Let’s examine healthcare’s past readiness for this transition to see what steps to take for 2015. The payer side of the industry was 12 to 24 months ahead of the provider side in engagement, planning and remediation for ICD-10. Additionally, the majority of payers were on track for ICD-10 remediation when the second delay was announced. In late January 2014 at the Edifecs Healthcare Mandate Summit, evidence was seen that providers – particularly larger integrated care-delivery organizations – were beginning to close the readiness gap. As the delay was announced, payers were starting to perform collaborative testing with forward-thinking trading partners, including providers. In fact, some providers were also requesting testing with payers.

However, while larger payers might generally be prepared for the transition, numerous second-tier payers are not ready. The reasons may vary for this, but it appears that most laggards in this segment of payers believe their systems don’t use ICD-9 codes extensively.

READ: ICD-10: What now?

Many providers, on the other hand, have reported being set back by conflicting priorities associated with mergers and acquisitions, HIPAA, HITECH, quality measures, and their ICD-10 readiness efforts.
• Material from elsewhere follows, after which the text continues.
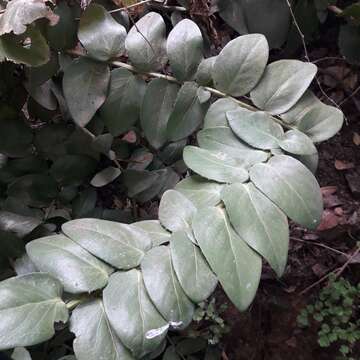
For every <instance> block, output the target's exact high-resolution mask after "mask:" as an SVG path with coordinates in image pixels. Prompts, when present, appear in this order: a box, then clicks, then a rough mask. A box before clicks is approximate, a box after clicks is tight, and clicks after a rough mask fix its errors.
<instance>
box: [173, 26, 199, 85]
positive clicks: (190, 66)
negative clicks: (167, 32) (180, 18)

Although the delay of ICD-10 has afforded more time for internal as well as external testing, providers are not always in a position to take advantage of the additional time. With each delay of ICD-10, we have witnessed provider organizations deemphasize ICD-10 in lieu of other mandated priorities. The inertia caused by stopping and restarting priorities increases the cost as the time horizon extends. It also drains productivity associated with the reallocation of resources to other projects and knowledge transfer and loss.

 

As we look forward to the move to a successful transition in 2015, payers and providers must take certain steps to ensure readiness.

Payers should:

  • Complete their remaining remediation efforts and perform internal testing.
  • Offer a collaborative/external testing effort with as many trading partners and providers as possible, in order to avoid disruption of the claims and payment ecosystem. Since external testing is the closest to production scenarios, it will identify issues that internal testing cannot reveal. Surface variations in system performance and payments between provider and payer trading partners can be identified ahead of time when they test with one another.
  • Create a contingency plan and test that contingency plan.

Providers should: 

  • Complete clinical documentation improvement and remediation efforts.  Continually measure and monitor the quality of these activities. Then, perform internal testing.
  • Enroll in any testing with CMS and payer systems that are available. By working closely with payers, providers will gain confidence in knowing that the “plumbing” of getting claims back and forth is working. Providers and payers can then focus on understanding the impact of the new coding and documentation requirements on the financial health of service lines and their organizations. Once the impact is more fully understood, more delicate contracting and policy conversations can be guided with data and mutual respect of the trading partners.
  • Train, test, monitor and motivate coders as well as clinicians. Keep lines of communication open. Build and nurture relationships that crate quality documentation and coding across the organization. Continue to support training courses for clinical documentation improvement and ICD-10 coding.
  • Address the electronic health record/Meaningful Use directive, as it will reflect increased patient measures when ICD-10 is implemented.    

The need for ICD-10 contingency planning cannot be overstated. Be it planning for additional staff for claim processing and provider/member support, or the need to have dedicated staff to recover overpayments, contingency planning should account for risks that are likely to materialize after the compliance deadline. Contingency plans must be practiced prior to the transition date to ensure they address any unanticipated questions or consequences.